As one of the indigenous Waiapi people's few female chiefs, she's in a race against time. She's determined to tell fellow Brazilians and the rest of the world that saving her indigenous community in the remote northern region of the country is in everyone's best interest.
“Our concern is that if the forest is gone, people will also end,” Ajareaty, who also goes by Nazaré, said during a visit to her village in March.
For the last several weeks, lands to the west of Amapá have been ablaze with wildfires that experts allege were likely started by illegal cattle ranchers and loggers who have been emboldened by Brazil's right-wing president Jair Bolsonaro to stake their claim on resource-rich indigenous lands.
Nazaré and other Waiapi elders predicted such devastation would incur months ago as they learned of Bolsonaro’s repeated promises to open indigenous lands and those belonging to descendants of slaves, known as quilombolas, for agribusiness and mining.

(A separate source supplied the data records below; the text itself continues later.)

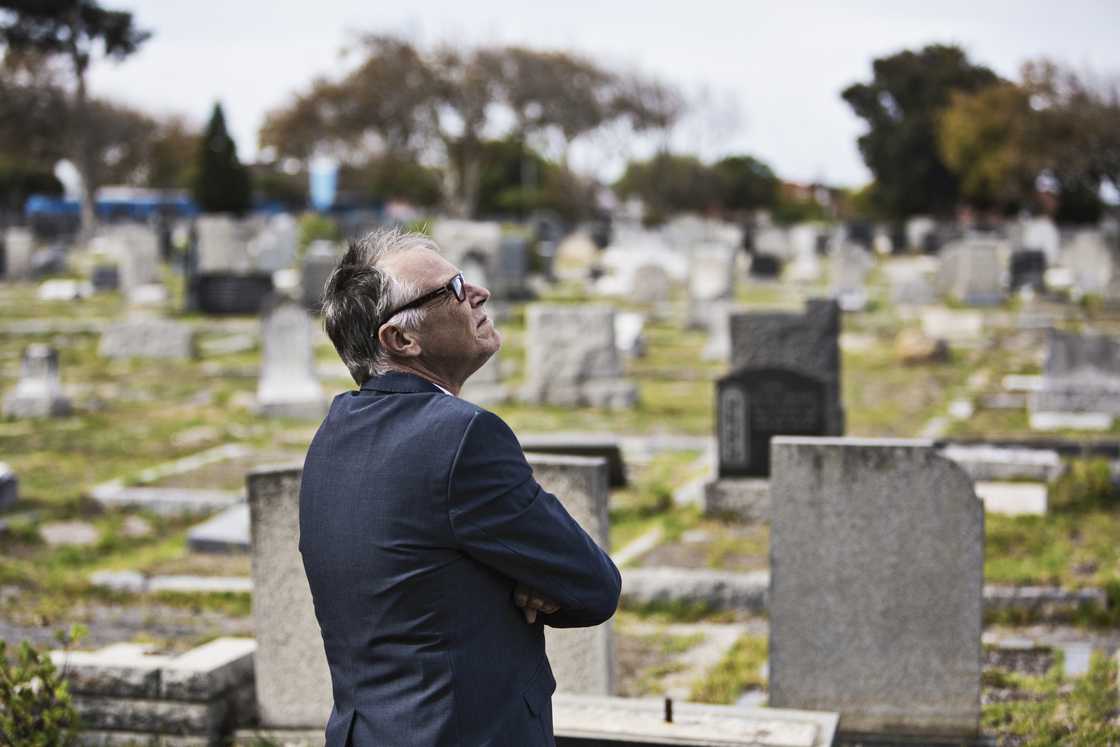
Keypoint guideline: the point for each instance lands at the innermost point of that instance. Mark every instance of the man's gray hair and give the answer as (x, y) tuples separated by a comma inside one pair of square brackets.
[(358, 293)]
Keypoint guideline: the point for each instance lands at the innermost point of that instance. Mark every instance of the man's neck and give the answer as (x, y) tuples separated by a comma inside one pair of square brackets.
[(419, 370)]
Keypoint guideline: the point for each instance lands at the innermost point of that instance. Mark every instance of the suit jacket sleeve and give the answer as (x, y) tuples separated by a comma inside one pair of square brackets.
[(503, 519)]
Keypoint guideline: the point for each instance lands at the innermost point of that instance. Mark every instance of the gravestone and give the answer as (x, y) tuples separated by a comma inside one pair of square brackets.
[(9, 486), (222, 244), (1039, 234), (288, 385), (276, 245), (18, 246), (806, 344), (755, 404), (876, 586), (711, 282), (318, 263), (1092, 262), (1028, 270), (571, 358), (148, 337), (38, 393), (971, 271), (850, 265), (651, 283), (765, 267), (581, 657), (1081, 375), (292, 678)]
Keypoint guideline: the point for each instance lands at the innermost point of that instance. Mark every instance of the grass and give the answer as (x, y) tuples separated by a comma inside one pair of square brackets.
[(1055, 711), (739, 670)]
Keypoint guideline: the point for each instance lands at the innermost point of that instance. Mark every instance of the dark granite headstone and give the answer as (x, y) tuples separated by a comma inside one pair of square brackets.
[(765, 265), (756, 404), (1028, 269)]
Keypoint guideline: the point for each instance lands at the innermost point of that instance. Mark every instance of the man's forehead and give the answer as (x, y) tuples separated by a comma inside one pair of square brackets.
[(418, 263)]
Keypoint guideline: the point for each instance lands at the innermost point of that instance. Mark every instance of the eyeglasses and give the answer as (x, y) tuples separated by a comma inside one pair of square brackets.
[(455, 286)]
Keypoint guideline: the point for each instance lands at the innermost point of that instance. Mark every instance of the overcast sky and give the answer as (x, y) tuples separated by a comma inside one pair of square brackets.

“If we humans misuse this planet, our creator will make a great flood that will melt the planet, there will be great fires and fires that will destroy the planet,” Ororiwa Waiapi, 98, said earlier this year.
In less than a year, Bolsonaro has dismantled the country’s agencies tasked with protecting the environment and indigenous peoples. Consequently, deforestation in the Amazon rainforest has surged so much that scientists warn the Amazon could begin transforming into a savanna incapable of serving any longer as one of the world’s greatest carbon sinks responsible for helping stabilize the global climate. In July, around 860 square miles of rainforest were destroyed, according to Brazil’s National Institute for Space Research, resulting in a total loss of forest coverage bigger than the size of Los Angeles and New York City combined.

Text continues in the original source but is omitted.